Recent studies have shown deep brain stimulation to be robustly efficacious in treating MDD patients and thus research has focused on discovering the underlying mechanisms of this therapy. In this way, a new paradigm has emerged with MDD being viewed as a neural circuit disorder. In a social defeat stress model of depression, we previously found that chronic social defeat consistently increased the firing rate and bursting events of VTA DA neurons in the brain’s reward circuitry in susceptible mice, but not in the resilient subgroup. In this ongoing study toward understanding the neural circuit mechanisms of the behavioral susceptible and resilient phenotypes, we propose to investigate the functional roles of three subgroups of VTA DA neurons that project to the emotion-related brain regions: medial prefrontal cortex, nucleus accumbens, and amygdala.
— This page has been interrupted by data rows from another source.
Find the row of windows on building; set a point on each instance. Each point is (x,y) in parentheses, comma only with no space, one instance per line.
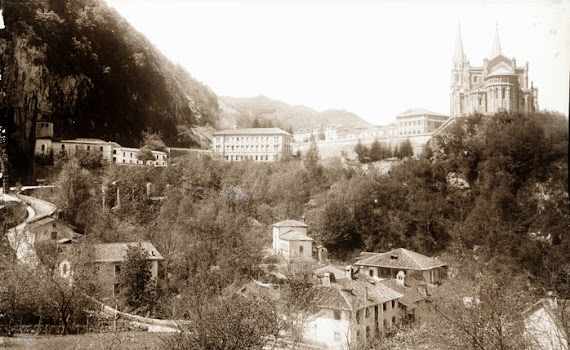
(420,122)
(248,148)
(265,158)
(43,148)
(246,139)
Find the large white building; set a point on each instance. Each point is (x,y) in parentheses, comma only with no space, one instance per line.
(110,151)
(256,144)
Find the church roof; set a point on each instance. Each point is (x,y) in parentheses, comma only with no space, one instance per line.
(401,259)
(295,236)
(290,223)
(417,111)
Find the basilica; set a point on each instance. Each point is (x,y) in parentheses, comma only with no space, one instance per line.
(499,85)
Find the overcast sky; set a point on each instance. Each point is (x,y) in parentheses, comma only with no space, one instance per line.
(373,58)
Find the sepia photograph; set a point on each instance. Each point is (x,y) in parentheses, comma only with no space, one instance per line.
(284,175)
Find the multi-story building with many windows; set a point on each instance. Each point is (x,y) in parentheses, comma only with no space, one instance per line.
(110,151)
(256,144)
(415,121)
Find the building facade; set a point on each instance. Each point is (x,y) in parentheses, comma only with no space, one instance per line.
(352,310)
(388,265)
(255,144)
(110,151)
(498,85)
(415,121)
(109,259)
(290,240)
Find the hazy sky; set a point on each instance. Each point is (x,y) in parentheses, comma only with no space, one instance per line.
(374,58)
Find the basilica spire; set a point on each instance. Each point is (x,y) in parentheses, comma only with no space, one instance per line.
(496,49)
(458,55)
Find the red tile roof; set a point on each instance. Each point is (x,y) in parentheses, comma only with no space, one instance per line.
(401,259)
(115,252)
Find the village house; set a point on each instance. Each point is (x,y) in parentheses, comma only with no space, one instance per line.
(546,324)
(389,264)
(415,304)
(352,309)
(290,240)
(110,257)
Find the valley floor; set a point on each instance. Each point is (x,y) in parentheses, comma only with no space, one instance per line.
(95,341)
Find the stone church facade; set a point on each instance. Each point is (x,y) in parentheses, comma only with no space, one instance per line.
(499,85)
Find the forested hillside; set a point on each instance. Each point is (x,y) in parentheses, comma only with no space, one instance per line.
(81,65)
(489,196)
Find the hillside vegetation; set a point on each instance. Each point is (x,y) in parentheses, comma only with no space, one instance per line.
(490,196)
(81,65)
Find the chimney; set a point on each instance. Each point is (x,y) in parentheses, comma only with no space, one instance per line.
(322,253)
(327,279)
(552,300)
(401,278)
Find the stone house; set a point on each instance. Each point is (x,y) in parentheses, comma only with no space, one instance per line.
(388,265)
(351,310)
(291,241)
(415,304)
(110,257)
(546,324)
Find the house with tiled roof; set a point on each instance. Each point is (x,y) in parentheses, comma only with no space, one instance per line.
(351,310)
(291,241)
(415,303)
(546,324)
(110,257)
(387,265)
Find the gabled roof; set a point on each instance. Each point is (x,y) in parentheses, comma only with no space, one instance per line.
(354,294)
(401,259)
(116,252)
(331,269)
(251,131)
(290,223)
(411,295)
(295,236)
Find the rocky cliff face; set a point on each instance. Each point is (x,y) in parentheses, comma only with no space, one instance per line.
(78,64)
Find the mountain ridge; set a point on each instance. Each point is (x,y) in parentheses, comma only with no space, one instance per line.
(243,111)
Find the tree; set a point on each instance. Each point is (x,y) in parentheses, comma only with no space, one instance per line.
(137,285)
(482,308)
(405,150)
(232,322)
(337,228)
(152,141)
(145,154)
(361,152)
(378,151)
Optogenetic Dissection of Neural Circuits Underlying Alcohol Drinking Behaviors
Barbara Juarez’s NRSA (F31), 2014-2017

Alcohol-use disorders are the second most prevalent mental health burden in the world, yet there have been few advances in the discoveries of new therapeutic targets. This could be due to alcohol’s complex actions on the brain. An interesting phenomenon with alcohol use is the variability in alcohol consumption across a population. While some individuals can consume alcohol in a controlled manner, others are susceptible to succumbing to a pathological consumption of alcohol that ultimately leads to alcohol-use disorders. Thus, our goal is to understand the neural circuit adaptations underlying the emergence of individual alcohol drinking behaviors. Using a genetically identical mouse model, we are able to parse out low and high alcohol drinking behaviors. This provides us with an ideal model to understand the different neurophysiological alterations of ventral tegmental dopamine neurons between the two alcohol drinking groups. Furthermore, using circuit dissecting virogenetic fluorescent and optogenetic tools, we are parsing out how different subgroups of dopamine neurons that project to the nucleus accumbens or the medial prefrontal cortex mediate individual alcohol drinking behaviors. This investigation strives to identify novel therapeutic targets for the personalized treatment of alcohol-use disorders.